As an example, the diagram below shows the southern half of Enfield Golf Course occupied by such a development. This proposition uses a series of courtyard blocks developed by Mikhail Riches for the Bridgewater Triangle development in the Olympic Park, comprising development with a mix of heights from three-storey townhouses to 11-storey residential towers.

The above arrangement would deliver approximately 1,700 dwellings, providing homes for 5,700 people; the equivalent of 91 dwellings per hectare of the development site (excluding the remaining 9 hole golf course).

As of March 2019, Enfield had around 10,500 people living in temporary accommodation – the third highest figure of all the London boroughs.
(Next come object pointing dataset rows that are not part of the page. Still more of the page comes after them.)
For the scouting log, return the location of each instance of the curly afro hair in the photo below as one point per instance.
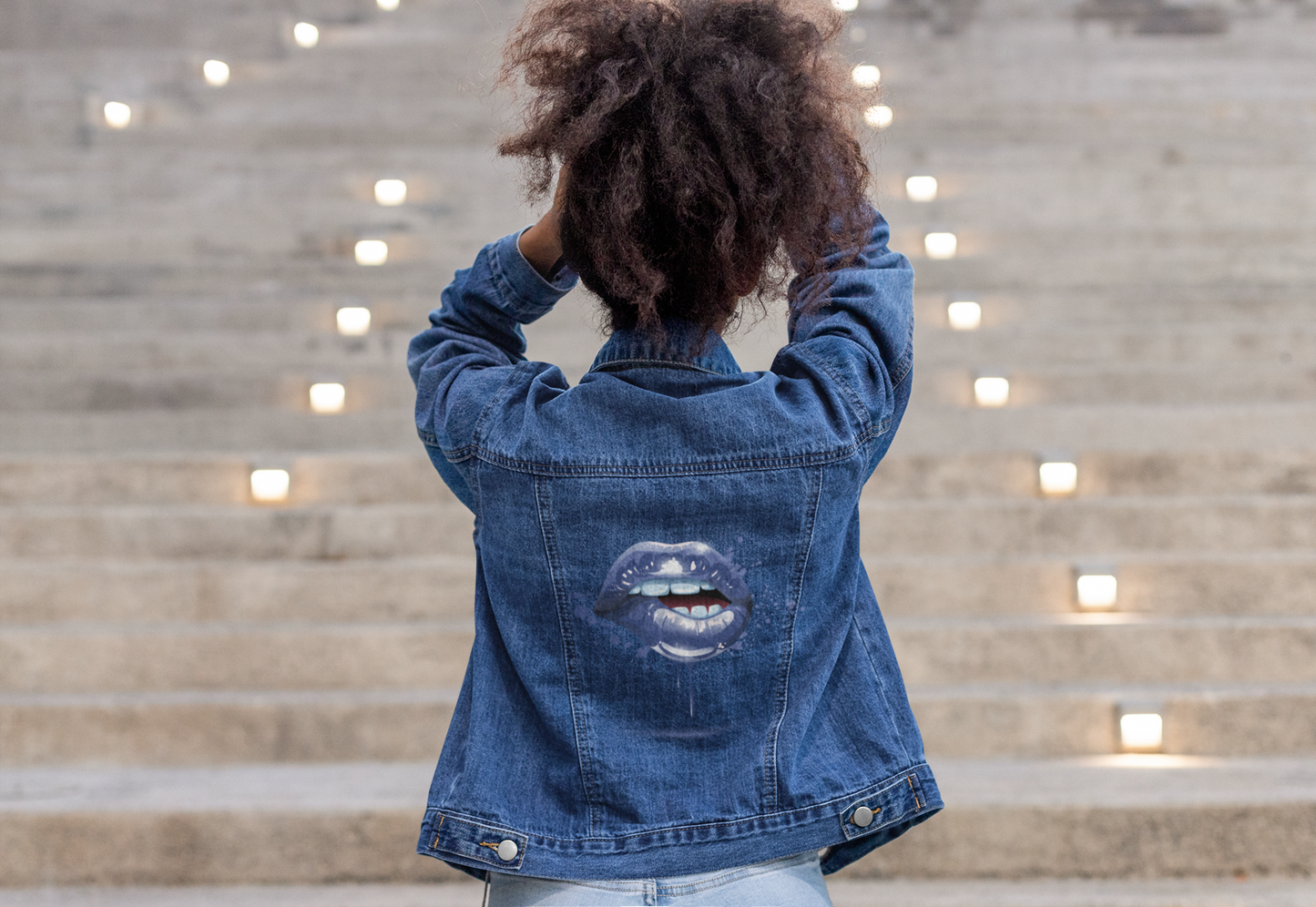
(709, 148)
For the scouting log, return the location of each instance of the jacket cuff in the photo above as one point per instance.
(523, 292)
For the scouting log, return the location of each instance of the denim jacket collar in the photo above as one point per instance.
(688, 346)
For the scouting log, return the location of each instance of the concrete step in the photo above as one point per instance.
(434, 587)
(1112, 647)
(934, 652)
(444, 587)
(934, 429)
(366, 386)
(399, 478)
(979, 720)
(1083, 528)
(239, 824)
(97, 481)
(1086, 528)
(1095, 384)
(228, 657)
(1053, 720)
(194, 727)
(386, 384)
(1100, 818)
(1153, 311)
(245, 432)
(1226, 892)
(260, 534)
(1111, 818)
(988, 585)
(1112, 348)
(927, 429)
(165, 352)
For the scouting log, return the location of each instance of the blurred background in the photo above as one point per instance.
(234, 598)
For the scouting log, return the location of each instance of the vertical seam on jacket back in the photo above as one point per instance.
(882, 683)
(568, 656)
(789, 644)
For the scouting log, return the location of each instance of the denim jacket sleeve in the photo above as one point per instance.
(472, 349)
(861, 340)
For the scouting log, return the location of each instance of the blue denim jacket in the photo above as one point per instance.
(679, 664)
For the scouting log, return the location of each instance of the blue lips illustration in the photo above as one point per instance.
(685, 600)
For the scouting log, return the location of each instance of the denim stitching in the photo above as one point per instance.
(877, 674)
(568, 653)
(789, 643)
(855, 401)
(620, 470)
(824, 809)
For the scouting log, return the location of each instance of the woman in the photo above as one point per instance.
(680, 683)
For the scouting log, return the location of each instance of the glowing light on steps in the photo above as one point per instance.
(352, 321)
(216, 73)
(878, 116)
(1141, 731)
(305, 35)
(269, 484)
(390, 191)
(991, 392)
(117, 115)
(940, 245)
(1057, 477)
(866, 76)
(922, 189)
(328, 398)
(964, 315)
(372, 251)
(1097, 588)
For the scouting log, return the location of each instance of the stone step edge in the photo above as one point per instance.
(1223, 892)
(1100, 816)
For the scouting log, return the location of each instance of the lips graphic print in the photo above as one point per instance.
(686, 600)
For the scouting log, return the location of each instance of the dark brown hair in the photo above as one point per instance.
(709, 145)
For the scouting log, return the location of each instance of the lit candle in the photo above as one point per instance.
(117, 115)
(269, 484)
(964, 315)
(372, 251)
(940, 245)
(991, 392)
(305, 35)
(216, 73)
(328, 398)
(922, 189)
(1141, 732)
(1057, 477)
(866, 76)
(390, 191)
(878, 116)
(352, 321)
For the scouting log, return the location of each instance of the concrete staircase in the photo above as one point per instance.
(198, 690)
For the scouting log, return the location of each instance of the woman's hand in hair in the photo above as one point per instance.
(543, 242)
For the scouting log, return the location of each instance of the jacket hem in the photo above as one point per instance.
(896, 804)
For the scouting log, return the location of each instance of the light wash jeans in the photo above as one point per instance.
(787, 882)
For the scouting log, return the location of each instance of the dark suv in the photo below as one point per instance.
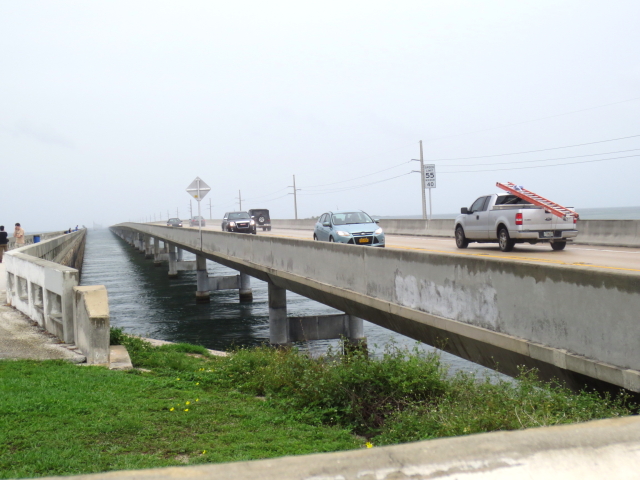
(261, 216)
(195, 220)
(239, 222)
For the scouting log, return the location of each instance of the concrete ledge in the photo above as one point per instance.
(593, 450)
(119, 358)
(91, 313)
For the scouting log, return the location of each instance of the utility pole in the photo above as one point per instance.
(295, 197)
(422, 182)
(424, 200)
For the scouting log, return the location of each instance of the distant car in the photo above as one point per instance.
(352, 227)
(262, 218)
(239, 222)
(193, 222)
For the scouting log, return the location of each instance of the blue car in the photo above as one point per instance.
(352, 227)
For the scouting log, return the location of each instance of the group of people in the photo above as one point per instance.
(18, 234)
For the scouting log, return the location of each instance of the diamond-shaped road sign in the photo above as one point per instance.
(198, 189)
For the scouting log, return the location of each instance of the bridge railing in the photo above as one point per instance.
(42, 283)
(614, 233)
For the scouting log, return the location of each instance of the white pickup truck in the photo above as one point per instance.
(507, 220)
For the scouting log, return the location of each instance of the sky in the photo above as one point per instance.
(110, 109)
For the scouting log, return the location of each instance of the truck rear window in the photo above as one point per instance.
(510, 200)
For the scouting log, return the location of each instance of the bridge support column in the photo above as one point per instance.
(148, 252)
(278, 321)
(156, 252)
(356, 341)
(173, 267)
(202, 291)
(246, 294)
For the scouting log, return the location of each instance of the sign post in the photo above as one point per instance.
(430, 182)
(198, 190)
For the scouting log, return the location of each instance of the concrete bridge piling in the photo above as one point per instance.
(576, 324)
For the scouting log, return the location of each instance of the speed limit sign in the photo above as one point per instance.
(429, 176)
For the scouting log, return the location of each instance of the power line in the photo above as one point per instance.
(356, 186)
(543, 160)
(531, 151)
(358, 178)
(533, 120)
(542, 166)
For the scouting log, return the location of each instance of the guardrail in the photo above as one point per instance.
(614, 233)
(31, 239)
(42, 283)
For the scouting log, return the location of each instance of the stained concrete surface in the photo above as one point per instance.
(21, 338)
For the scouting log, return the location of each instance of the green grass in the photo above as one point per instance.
(62, 419)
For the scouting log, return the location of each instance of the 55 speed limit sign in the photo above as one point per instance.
(429, 176)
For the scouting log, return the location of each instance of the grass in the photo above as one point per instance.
(191, 408)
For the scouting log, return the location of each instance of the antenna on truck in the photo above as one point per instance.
(555, 208)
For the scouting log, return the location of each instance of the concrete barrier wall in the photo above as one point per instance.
(28, 239)
(40, 283)
(619, 233)
(91, 322)
(487, 310)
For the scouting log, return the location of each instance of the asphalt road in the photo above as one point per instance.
(587, 256)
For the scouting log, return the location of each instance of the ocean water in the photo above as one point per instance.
(144, 301)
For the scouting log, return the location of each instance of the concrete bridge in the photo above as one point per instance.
(576, 324)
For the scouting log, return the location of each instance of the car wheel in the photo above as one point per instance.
(504, 240)
(461, 240)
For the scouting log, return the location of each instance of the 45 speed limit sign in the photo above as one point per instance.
(429, 176)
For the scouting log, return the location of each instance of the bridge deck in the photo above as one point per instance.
(569, 320)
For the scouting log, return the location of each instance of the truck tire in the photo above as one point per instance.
(461, 240)
(504, 240)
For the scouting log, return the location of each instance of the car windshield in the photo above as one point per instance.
(350, 218)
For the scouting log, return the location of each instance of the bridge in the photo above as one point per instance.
(571, 322)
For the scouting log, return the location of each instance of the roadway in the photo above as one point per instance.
(589, 256)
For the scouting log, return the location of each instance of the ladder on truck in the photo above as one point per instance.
(557, 209)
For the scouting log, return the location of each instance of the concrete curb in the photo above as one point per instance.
(592, 450)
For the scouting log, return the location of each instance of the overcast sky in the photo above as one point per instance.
(109, 109)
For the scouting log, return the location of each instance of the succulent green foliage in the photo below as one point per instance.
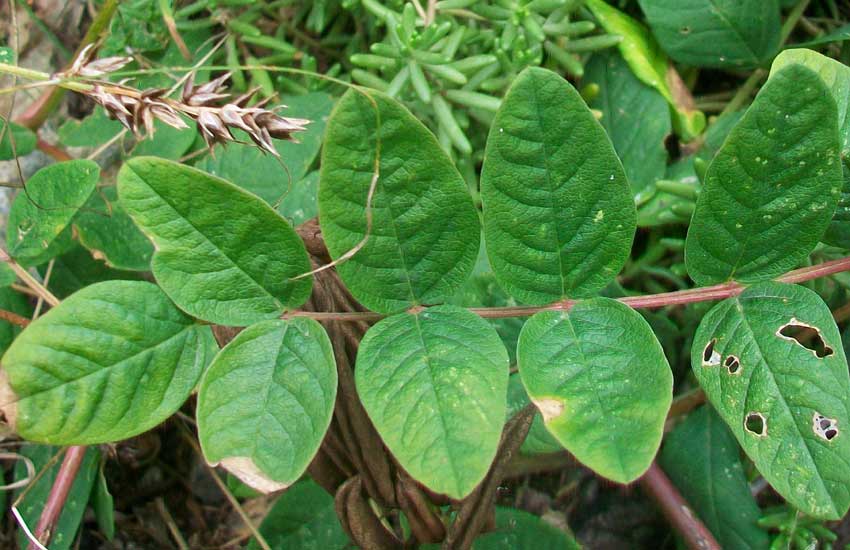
(558, 215)
(247, 166)
(772, 188)
(716, 33)
(44, 210)
(701, 456)
(222, 254)
(32, 504)
(108, 232)
(599, 377)
(23, 138)
(424, 233)
(109, 362)
(771, 363)
(637, 119)
(266, 401)
(434, 384)
(303, 518)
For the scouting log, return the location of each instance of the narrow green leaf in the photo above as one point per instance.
(24, 139)
(435, 385)
(266, 401)
(303, 518)
(221, 254)
(109, 362)
(108, 232)
(425, 231)
(41, 213)
(772, 188)
(739, 34)
(558, 215)
(600, 378)
(771, 363)
(253, 170)
(702, 459)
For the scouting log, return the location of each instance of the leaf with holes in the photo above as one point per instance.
(109, 362)
(109, 233)
(600, 378)
(772, 188)
(39, 217)
(558, 215)
(702, 459)
(771, 362)
(424, 232)
(266, 401)
(435, 385)
(222, 254)
(716, 33)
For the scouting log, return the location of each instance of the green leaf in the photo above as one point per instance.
(558, 215)
(772, 390)
(702, 459)
(739, 34)
(24, 139)
(600, 378)
(636, 118)
(266, 401)
(772, 188)
(425, 232)
(434, 384)
(262, 174)
(109, 362)
(108, 232)
(42, 212)
(222, 254)
(32, 504)
(303, 518)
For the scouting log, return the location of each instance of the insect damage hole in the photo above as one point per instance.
(825, 428)
(807, 336)
(710, 357)
(733, 365)
(756, 424)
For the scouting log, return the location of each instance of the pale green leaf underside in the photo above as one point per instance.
(787, 384)
(600, 378)
(435, 386)
(38, 216)
(111, 361)
(702, 458)
(425, 230)
(268, 398)
(558, 214)
(772, 188)
(715, 33)
(222, 254)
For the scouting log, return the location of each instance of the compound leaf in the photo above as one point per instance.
(424, 234)
(266, 401)
(109, 362)
(40, 214)
(599, 377)
(222, 254)
(550, 167)
(716, 33)
(771, 363)
(772, 188)
(435, 384)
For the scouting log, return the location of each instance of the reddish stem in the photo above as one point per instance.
(58, 495)
(675, 508)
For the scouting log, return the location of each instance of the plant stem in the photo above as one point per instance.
(649, 301)
(675, 508)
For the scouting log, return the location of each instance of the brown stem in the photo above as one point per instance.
(675, 508)
(58, 495)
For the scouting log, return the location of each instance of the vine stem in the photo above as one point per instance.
(649, 301)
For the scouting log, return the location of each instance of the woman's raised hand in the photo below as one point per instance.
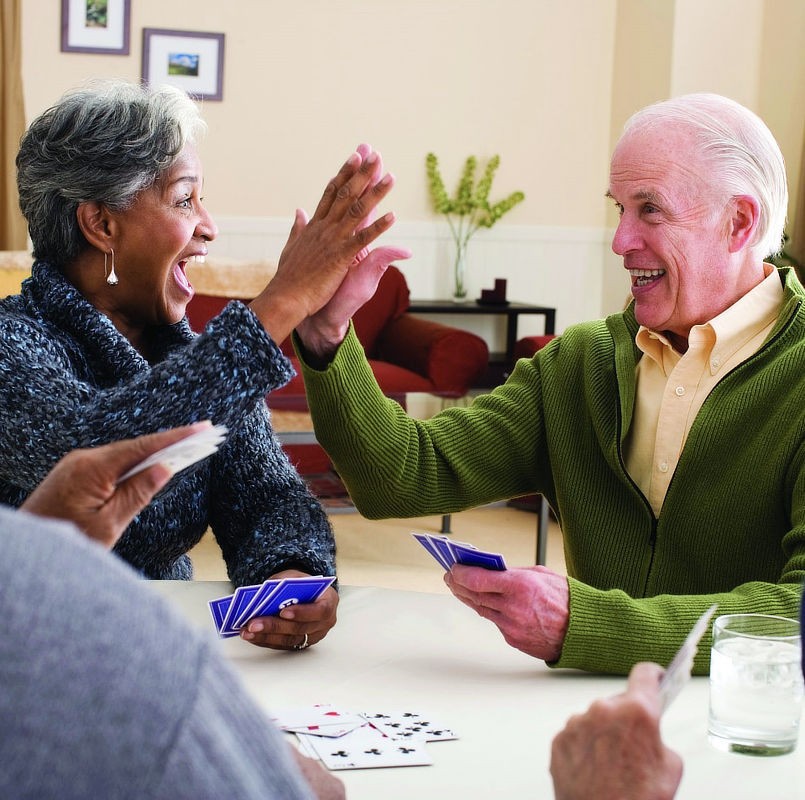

The redevelopment of half of Enfield Golf Course would provide homes for more than half of these.

Although the delivery of new homes is desirable, this could also lead to an improvement in the Urban Greening Factor of the site. By providing intensive green roofs to all the new accommodation and permeable paving to the streets and squares within the courtyard blocks, the urban greening factor of the overall site is slightly increased to 0.63.

Type%Area (ha)Description (Policy G5)FactorResult
Trees/Woodland28.05.2Semi-natural vegetation (e.g. trees, woodland, species-rich grassland) maintained or established on site10.28
Meadows/Amenity37.06.8Flower-rich perennial planting0.60.22
Buildings15.72.9Extensive green roof with substrate of minimum settled depth of 80mm0.70.11
Roads3.70.7Sealed surfaces00.00
Permeable Surfaces15.72.9Permeable paving0.10.02
Total100.018.50.63
Urban Greening Factor analysis of Enfield Golf Course with proposed masterplan.

As well as improving biodiversity, what was previously inaccessible land benefiting only a small minority would be opened up to a far wider range of people for the purpose of leisure, exercise, food production and enjoyment.

9 of the original 18 holes within the golf course are retained; those golfers requiring an 18 hole course can simply travel a few minutes down the road to one of the other four clubs within the immediate vicinity.

2 thoughts on “Case Study”

  1. Surprised that your research didn’t include the fact that the Enfield Golf Club course is a vital part of the UK Gov/Enfield council Salmons Brook flood risk management scheme that was completed only a few years ago at a cost of c£15m.
    As such it would be totally unsuited to residential use due to the volumes of water stored there during extreme weather events. (photos can be provided)

    1. John, hi, yes you’re correct that such constraints apply to some courses but this wasn’t intended as a genuine proposition for any particular golf course but rather a general assessment of the scale of land used for golf in London – as well as questioning whether some of this might be put to a alternative uses. Clearly any site would need to be assessed against environmental, planning constraints which may well make some development unviable. But Enfield Golf Course’s contribution to flood mitigation would not preclude it from being used for other purposes, eg. accessible landscape, parkland and other leisure uses.